Archive for June, 2006



L.A. Doubletake of the Week


h1 Wednesday, June 7th, 2006

June 7, 2006

Remember when everyone—the media, your teacher, your neighbor the plastics executive—reminded you of The Next Big Thing and How You Should Be Part of the Information Revolution? Well, for the 14 Luddites sitting in a well appointed library in the English and Appalachian countrysides…here’s final proof: my nephew is walking to his car on Sunet and LaBrea and a homeless woman asks him for money.
“Don’t have any,” he tells her. “Well, do you have any free minutes left on a cyber card so I can check my email?” she asks, motioning to the internet cafe next door.
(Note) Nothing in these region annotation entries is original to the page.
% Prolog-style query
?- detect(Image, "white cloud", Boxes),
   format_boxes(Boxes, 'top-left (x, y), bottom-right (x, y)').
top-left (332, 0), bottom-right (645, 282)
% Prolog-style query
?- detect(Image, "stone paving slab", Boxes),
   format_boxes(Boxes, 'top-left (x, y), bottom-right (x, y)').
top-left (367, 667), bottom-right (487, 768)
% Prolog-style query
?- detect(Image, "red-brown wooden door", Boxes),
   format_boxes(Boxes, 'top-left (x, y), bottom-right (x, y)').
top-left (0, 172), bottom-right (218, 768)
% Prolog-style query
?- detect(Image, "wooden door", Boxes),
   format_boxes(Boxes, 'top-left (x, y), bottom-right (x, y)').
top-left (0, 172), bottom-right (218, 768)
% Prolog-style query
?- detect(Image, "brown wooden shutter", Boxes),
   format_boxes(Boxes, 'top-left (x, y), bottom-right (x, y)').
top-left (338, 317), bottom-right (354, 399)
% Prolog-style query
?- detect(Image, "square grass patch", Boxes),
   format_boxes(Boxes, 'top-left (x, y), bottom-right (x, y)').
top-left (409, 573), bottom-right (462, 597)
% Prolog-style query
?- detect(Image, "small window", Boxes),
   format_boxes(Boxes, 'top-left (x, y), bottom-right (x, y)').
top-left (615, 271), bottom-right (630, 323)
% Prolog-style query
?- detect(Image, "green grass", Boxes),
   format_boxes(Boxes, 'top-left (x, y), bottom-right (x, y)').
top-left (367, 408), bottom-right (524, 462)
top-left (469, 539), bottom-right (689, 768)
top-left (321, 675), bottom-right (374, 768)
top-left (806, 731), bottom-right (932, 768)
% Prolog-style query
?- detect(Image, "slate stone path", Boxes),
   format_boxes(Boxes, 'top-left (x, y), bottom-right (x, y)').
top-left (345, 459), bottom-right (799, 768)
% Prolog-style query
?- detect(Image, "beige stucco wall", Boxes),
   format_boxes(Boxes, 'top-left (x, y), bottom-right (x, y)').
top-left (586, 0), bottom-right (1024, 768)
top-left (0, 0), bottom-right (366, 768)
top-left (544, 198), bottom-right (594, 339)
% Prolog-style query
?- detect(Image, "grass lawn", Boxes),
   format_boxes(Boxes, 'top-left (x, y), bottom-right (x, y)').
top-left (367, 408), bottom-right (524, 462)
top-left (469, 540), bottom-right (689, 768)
A C. Ray Sea Change: Feats Don’t Fail Me Now, Or Post Modern Titles For Old World Health Care


h1 Thursday, June 1st, 2006

June 1, 2006

I’ve been getting serious about my foot lately—the foot on which I am forbidden to dance, says my Korean acupuncturist. He failed to negate the command, however, and what came out a few weeks ago was, “You have a choice. You have a choice!” So the intern, sensing that the crazy, illogical wheels in my head were wishfully creaking, quickly pointed out, “He means, You have no choice. You can’t dance.” Hope—once again dashed in TinselTown. When they lit a candle, switched on the New Age sea sounds, and closed the door, I could feel the qi (chi) moving. The mass of stagnation that I’ve been post-hurricane was finally flowing a little, with some encouragement from thin silvery pokers. It flowed right up to my eyes and a few salty drops fell down my cheeks. I couldn’t wipe them away; you’re not supposed to move with needles stuck in your meridiens.
The Chinese herbs are another matter entirely. They taste like dirt trampled by farm animals. I take them on an empty stomach, making big, dramatic farm animal noises with each swallow. But that’s not the extent of my semi-nausea. I’m almost getting used to the taste of the herbs. It’s the date that’s been getting to me lately—since December.
There’s been a daily low level stress in my bones—and everyone else who calls New Orleans or the Gulf Coast home knows it well—a mounting pressure rising imperceptibly with each day, as we move closer to the Day, to Hurricane Season. Some of us missed Christmas, Mardi Gras, Jazz Fest…but no one can escape this one. If I were at home, I’d probably attend the same voodoo ceremony I went to a few years ago—to stave off the birthday “presents.” And I’d probably go to church to do the same—to pray in a hallowed place that the misfires of the Army Corps of Engineers don’t fall victim to their incompetence. I’d probably take long walks in the heat—a veritable sauna—to sweat out the impurities, to pray that the sinking feeling and by now mid-level stress isn’t commensurate with the onslaught of climactic “gifts.” NO PRESENTS, I’d say. PLEASE, NO PRESENTS. JUST BRING YOURSELF.
Today is the birthday of Hurricane Season. It is a long, diva season, longer than any other woman’s I know. And today there’s a brass band playing to mark C. Ray’s mayoral triumph and, really, there’s no other choice but to move on and ahead, upward and onward, one unified people and city. And like a good Aries whose birthday season is passed, I say move on and unify, let bygones be bygones…there is no time. No time for quibbling. No time for pettiness or beefs. Light the candles, bang the drum, and someone—I mean this—shake the mayor’s hand for me. I’m far away for a while. But I’m celebrating. I’ve got my own candles. One for my foot and one that there isn’t a hurricane junta. And one for my mother. She would have been 62 today.